A research team led by Prof. LI Bing from the Institute of Metal Research of the Chinese Academy of Sciences, together with collaborators, has overcome a longstanding bottleneck in refrigeration technology. Their findings, published in Nature on January 22, introduce a novel cooling method based on the "dissolution barocaloric effect," which offers a promising zero-carbon alternative to traditional refrigeration.
Modern civilization relies on refrigeration but at a heavy cost. Traditional vapor-compression cooling consumes large quantities of electricity and produces substantial carbon emissions. Although solid-state cooling has long been considered a cleaner alternative, its practical use has been limited by poor heat transfer efficiency.

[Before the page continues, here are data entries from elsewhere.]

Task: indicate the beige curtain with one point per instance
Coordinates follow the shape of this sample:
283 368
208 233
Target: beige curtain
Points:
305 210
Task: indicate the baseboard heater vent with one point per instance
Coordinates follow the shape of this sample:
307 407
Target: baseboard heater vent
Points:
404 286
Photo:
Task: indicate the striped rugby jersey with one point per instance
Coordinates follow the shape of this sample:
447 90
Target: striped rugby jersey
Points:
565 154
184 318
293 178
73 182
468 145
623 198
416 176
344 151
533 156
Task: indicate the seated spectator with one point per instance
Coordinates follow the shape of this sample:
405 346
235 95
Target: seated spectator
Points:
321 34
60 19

The researchers found a way to bypass this limitation by combining the benefits of solid coolants with the flow of liquids. While studying the salt ammonium thiocyanate (NH₄SCN), they discovered that the dissolution of the salt in water results in release of massive amounts of heat and then subsequently applying pressure favors the precipitation, which repeat for refrigeration cycles.
Unlike traditional solid-state methods in which heat struggles to move across boundaries, this new "dissolution barocaloric" method integrates the refrigerant and the heat-transfer medium into a single fluid. This design solves the "impossible triangle" of caloric materials by achieving low carbon emissions, high cooling capacity, and high heat transfer efficiency simultaneously.

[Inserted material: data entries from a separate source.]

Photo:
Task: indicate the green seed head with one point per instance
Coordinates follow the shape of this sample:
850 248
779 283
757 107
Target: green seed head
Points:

Experiments demonstrated striking performance. At room temperature, the method achieved a temperature drop of nearly 30 kelvins in just 20 seconds, while at higher temperatures the cooling span reached as high as 54 kelvins, far exceeding that of existing solid-state barocaloric materials. In a designated prototype cooling cycle, the simulations suggest a cooling capacity of 67 joules per gram (J g⁻¹) and an efficiency approaching 77%.
Using in-situ spectroscopic technologies, the researchers further proved that the process is stable, reversible, and responds instantly to pressure changes—key requirements for practical refrigeration systems.
This technology transcends traditional refrigeration principles based on various phase transitions. By turning the "coolant" into a fluid that can be pumped directly through heat exchangers, it paves the way for the commercialization of powerful, zero-emission refrigeration systems for industrial and home use.
In particular, the excellent high-temperature performance makes the technology an ideal candidate for the demanding thermal management requirements of next-generation artificial intelligence computing centers.